The new Moore Threads MTT S4000 AI GPU features MTLink 1.0, which is a new multi-GPU connector that we don't have photos of, but it sounds similar to NVIDIA's in-house NVLink connector. The new MTT S4000 AI GPU has 48GB of GDDR6 memory with up to 768GB/sec of memory bandwidth, compared to the 48GB of memory on NVIDIA's RTX 6000 GPU with 960GB/sec of memory bandwidth.
 
Moore Threads is passively cooling its new MTT S4000 AI GPU, with 25 TFLOPs of FP32 single-precision compute performance, 100 TFLOPs of FP16/BF16, and 200 TOPS in INT8. This is all found on a PCIe Gen5 x16 connector, too.
Moore Threads has made its new MTT S4000 AI GPU with larger customers in mind, who are wanting to have a KUAE Smart COmputing Center Solution. It's a full GPU-based stack for large-scale computing that the Chinese company can deploy in only 30 days. The GPU server supports 70 billion to 130 billion parameters training for Large Language Models (LMMs).

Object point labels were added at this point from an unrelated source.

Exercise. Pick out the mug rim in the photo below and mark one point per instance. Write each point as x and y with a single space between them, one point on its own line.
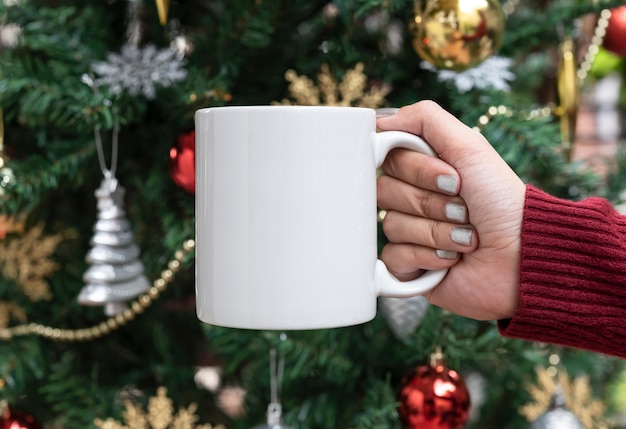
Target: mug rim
284 107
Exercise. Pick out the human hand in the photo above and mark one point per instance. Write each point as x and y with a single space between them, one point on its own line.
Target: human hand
484 284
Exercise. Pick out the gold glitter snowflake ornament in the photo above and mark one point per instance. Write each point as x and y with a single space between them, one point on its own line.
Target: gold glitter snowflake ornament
351 91
159 415
576 393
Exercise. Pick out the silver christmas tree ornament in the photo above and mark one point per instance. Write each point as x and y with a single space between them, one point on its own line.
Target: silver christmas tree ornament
274 409
115 274
403 314
557 417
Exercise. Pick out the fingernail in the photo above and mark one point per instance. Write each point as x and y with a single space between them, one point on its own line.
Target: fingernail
446 254
456 212
461 235
386 111
447 183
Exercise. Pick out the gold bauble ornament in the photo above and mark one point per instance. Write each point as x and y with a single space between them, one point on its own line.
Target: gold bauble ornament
457 34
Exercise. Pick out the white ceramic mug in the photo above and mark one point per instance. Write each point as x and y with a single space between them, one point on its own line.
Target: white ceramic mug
286 234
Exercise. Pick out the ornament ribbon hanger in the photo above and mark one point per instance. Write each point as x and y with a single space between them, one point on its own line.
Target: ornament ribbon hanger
274 410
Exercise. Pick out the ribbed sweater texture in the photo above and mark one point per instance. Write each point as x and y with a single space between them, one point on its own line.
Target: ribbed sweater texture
572 275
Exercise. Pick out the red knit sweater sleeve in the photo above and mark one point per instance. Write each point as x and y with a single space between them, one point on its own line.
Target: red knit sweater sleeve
573 275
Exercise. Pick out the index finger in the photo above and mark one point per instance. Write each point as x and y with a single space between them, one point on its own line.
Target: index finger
448 136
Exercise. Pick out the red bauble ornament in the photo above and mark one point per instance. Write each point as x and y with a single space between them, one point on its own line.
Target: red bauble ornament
434 397
615 37
11 419
183 161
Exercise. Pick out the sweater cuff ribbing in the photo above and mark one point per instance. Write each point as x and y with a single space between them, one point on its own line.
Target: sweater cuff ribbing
572 274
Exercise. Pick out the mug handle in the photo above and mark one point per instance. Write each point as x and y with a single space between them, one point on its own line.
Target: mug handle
387 284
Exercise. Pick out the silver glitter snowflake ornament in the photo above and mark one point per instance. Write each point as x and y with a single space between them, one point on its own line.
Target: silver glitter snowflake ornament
139 70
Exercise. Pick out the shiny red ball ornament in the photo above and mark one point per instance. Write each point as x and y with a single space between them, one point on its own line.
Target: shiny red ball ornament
183 161
14 419
615 37
434 397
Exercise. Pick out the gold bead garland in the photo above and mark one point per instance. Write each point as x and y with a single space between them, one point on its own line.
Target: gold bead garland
503 110
112 323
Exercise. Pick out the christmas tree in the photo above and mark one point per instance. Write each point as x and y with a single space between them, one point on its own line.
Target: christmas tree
97 312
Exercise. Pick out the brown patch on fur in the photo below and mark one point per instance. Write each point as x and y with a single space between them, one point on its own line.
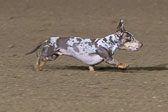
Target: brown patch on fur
61 42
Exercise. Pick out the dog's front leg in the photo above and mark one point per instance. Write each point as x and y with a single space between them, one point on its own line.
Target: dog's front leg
106 55
113 61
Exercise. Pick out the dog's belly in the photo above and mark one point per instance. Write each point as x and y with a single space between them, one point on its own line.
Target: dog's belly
87 58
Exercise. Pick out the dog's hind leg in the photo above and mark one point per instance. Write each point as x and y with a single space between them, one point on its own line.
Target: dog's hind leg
91 68
108 58
42 63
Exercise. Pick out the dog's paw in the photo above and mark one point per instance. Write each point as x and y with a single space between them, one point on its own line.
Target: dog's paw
37 68
122 66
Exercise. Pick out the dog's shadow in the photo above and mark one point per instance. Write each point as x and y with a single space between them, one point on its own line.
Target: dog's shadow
161 67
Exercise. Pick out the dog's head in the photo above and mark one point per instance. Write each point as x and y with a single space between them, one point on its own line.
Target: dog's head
128 41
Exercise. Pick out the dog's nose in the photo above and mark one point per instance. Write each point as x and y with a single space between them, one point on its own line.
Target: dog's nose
141 44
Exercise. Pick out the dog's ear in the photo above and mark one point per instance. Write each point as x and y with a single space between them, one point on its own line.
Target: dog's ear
120 28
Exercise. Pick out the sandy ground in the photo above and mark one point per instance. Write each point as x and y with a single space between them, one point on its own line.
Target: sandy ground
66 85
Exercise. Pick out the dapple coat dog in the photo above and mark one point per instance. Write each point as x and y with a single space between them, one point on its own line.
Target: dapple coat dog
89 51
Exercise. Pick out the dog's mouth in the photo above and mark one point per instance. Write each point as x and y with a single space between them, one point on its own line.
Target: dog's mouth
132 48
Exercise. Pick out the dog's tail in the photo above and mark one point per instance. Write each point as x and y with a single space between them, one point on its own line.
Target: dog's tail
38 46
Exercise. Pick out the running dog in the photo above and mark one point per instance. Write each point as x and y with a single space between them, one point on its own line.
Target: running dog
89 51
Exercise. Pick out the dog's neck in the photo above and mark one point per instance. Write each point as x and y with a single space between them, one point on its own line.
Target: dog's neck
110 42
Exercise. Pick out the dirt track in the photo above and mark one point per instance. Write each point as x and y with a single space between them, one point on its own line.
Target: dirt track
66 85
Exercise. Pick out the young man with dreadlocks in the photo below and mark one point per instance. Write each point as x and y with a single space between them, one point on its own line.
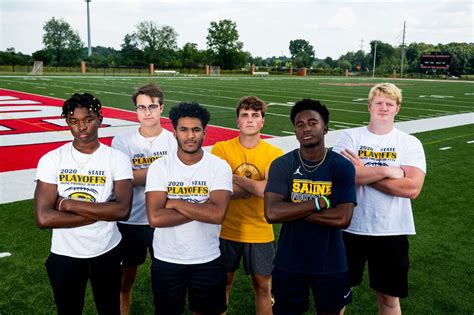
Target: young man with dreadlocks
82 189
187 194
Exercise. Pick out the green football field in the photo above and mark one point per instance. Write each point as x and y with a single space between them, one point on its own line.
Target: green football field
346 98
441 253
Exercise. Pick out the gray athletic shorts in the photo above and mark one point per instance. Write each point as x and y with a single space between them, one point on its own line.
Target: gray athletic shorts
258 257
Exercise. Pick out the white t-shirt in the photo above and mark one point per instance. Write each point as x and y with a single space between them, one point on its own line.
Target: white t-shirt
86 177
378 213
194 242
142 152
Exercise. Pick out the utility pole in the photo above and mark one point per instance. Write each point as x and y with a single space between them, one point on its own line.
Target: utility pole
89 49
373 65
403 49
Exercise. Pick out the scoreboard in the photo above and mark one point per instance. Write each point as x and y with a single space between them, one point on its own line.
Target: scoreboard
435 60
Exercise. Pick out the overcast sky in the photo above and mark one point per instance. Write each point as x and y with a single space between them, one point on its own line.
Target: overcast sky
265 27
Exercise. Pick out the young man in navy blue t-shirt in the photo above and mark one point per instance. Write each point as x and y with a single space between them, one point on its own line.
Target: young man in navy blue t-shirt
312 192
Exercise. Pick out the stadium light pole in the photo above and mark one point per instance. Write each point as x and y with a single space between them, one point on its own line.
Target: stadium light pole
373 65
89 48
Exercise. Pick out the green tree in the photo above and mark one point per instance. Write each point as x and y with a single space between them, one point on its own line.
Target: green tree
224 45
190 56
159 44
302 53
64 44
130 54
43 55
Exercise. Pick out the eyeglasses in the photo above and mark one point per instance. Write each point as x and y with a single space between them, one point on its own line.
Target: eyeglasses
152 108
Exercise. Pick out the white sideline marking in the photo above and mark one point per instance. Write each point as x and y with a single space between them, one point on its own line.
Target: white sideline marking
21 184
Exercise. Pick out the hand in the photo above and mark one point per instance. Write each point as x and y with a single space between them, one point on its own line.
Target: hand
348 154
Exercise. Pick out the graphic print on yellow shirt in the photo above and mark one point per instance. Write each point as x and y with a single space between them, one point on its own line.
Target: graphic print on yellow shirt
245 221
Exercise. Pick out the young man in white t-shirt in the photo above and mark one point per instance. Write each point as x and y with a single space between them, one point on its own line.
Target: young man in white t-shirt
82 188
142 146
187 194
390 170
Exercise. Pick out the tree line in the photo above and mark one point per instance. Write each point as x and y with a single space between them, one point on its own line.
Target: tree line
157 44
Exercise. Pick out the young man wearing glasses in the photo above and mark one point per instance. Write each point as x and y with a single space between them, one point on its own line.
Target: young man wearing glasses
143 145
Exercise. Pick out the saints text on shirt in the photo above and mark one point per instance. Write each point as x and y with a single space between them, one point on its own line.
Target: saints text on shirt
304 189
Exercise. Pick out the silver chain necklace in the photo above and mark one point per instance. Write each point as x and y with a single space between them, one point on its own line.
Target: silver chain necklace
311 168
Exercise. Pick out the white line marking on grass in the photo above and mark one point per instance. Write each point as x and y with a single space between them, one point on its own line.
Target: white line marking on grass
436 96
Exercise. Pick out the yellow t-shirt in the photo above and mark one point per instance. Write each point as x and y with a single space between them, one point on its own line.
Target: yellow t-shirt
245 221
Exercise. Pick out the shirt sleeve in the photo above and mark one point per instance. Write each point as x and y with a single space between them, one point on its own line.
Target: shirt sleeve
415 155
156 179
222 179
123 167
217 150
343 188
344 141
47 170
278 178
118 143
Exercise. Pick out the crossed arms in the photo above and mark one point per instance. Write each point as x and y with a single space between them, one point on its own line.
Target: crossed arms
278 210
404 181
52 211
164 212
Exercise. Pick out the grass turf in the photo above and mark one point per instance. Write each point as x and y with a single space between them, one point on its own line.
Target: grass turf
441 253
346 98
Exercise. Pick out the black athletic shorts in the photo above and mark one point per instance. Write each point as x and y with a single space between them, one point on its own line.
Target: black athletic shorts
136 240
387 258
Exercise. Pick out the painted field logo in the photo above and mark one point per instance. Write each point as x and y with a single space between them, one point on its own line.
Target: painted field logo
31 125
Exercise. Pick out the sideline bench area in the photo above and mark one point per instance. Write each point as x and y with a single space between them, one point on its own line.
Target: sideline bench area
260 73
166 72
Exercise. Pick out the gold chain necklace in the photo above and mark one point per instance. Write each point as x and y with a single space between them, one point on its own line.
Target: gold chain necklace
80 164
311 168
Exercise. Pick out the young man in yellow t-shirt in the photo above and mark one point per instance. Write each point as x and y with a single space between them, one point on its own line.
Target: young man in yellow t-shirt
245 232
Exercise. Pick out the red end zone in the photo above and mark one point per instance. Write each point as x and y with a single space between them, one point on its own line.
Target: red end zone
31 125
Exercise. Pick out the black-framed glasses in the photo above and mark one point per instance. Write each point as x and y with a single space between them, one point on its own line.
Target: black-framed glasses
152 108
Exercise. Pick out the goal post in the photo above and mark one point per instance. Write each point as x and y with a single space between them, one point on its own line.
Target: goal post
37 68
214 71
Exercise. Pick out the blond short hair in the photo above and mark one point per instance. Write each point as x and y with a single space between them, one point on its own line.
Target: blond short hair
388 89
251 102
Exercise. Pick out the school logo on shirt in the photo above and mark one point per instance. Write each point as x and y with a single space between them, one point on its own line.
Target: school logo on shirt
377 157
305 189
81 194
197 188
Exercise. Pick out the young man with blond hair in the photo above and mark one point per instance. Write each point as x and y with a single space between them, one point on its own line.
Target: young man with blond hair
142 146
245 232
390 170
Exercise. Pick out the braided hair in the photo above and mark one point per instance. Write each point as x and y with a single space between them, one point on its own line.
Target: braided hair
85 100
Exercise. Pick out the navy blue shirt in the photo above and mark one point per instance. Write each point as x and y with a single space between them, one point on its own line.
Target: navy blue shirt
303 246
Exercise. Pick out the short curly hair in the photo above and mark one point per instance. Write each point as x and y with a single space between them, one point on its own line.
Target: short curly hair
310 104
85 100
193 110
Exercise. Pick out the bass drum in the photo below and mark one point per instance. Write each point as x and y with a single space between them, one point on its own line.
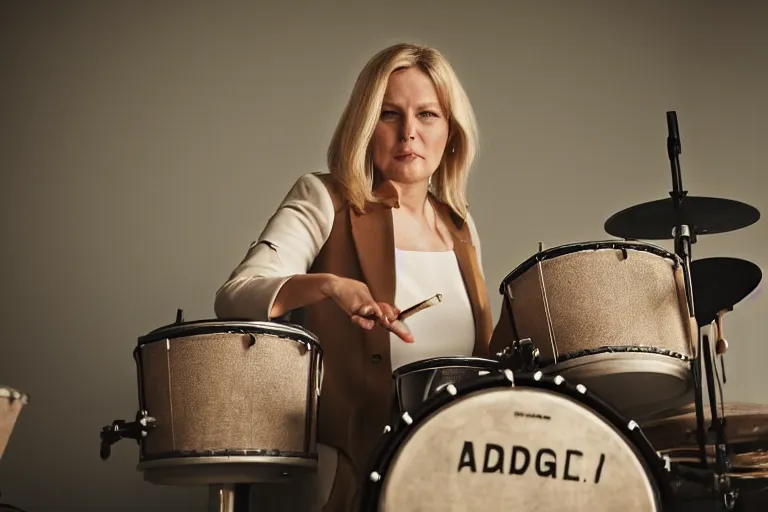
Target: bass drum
507 442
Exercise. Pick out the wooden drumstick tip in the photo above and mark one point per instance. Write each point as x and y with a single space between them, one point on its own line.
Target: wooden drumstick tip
721 346
432 301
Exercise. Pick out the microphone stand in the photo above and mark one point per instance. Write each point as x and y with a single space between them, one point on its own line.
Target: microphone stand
685 236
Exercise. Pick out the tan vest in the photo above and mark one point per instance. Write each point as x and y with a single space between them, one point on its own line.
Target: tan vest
357 392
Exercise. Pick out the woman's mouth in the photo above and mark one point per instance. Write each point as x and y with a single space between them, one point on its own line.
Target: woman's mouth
406 157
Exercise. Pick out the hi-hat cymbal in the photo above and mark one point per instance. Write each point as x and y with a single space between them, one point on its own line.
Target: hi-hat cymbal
721 283
746 434
655 220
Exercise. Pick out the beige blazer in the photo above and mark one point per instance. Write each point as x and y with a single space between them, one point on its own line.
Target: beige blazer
315 230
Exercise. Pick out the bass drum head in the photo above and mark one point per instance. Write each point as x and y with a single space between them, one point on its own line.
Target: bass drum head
493 447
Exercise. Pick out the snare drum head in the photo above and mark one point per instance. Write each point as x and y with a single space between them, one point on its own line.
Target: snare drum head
518 448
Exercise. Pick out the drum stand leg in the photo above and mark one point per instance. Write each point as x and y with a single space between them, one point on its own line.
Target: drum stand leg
229 498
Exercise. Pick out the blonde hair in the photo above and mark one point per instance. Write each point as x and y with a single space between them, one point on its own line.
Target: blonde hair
349 159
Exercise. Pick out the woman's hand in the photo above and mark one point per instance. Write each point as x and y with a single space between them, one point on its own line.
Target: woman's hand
355 299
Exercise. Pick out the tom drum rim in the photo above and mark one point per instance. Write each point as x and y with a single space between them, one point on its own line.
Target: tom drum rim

Moore Threads explained on its website: "In the era of large models, intelligent computing power represented by GPU is the cornerstone and the center of the generative AI world. Moore Thread cooperates with China Mobile Beijing Company, China Telecom Beijing Branch, Lenovo, 21Vianet, Halo New Network, Zoomlion Data, Shudao Intelligent Computing, China Development Intelligence Source, Qishang Online, Nortel Digital Beijing Digital Economy Computing Power More than ten companies including the Center, Ziguang Hengyue, Ruihua Industrial Holdings (Shandong), Saier Network, Zhongke Financial, Zhongyun Intelligent Computing, Jinzhou Yuanhang (in no particular order), jointly announced the "Moore Thread PES - KUAE Intelligent Computing Alliance" was established".
"The alliance will vigorously build and promote a national industrial intelligent computing platform from underlying hardware to software, tools and applications, aiming to achieve high utilization of clusters and become the first choice for large model training with easy-to-use, full-stack intelligent computing solutions".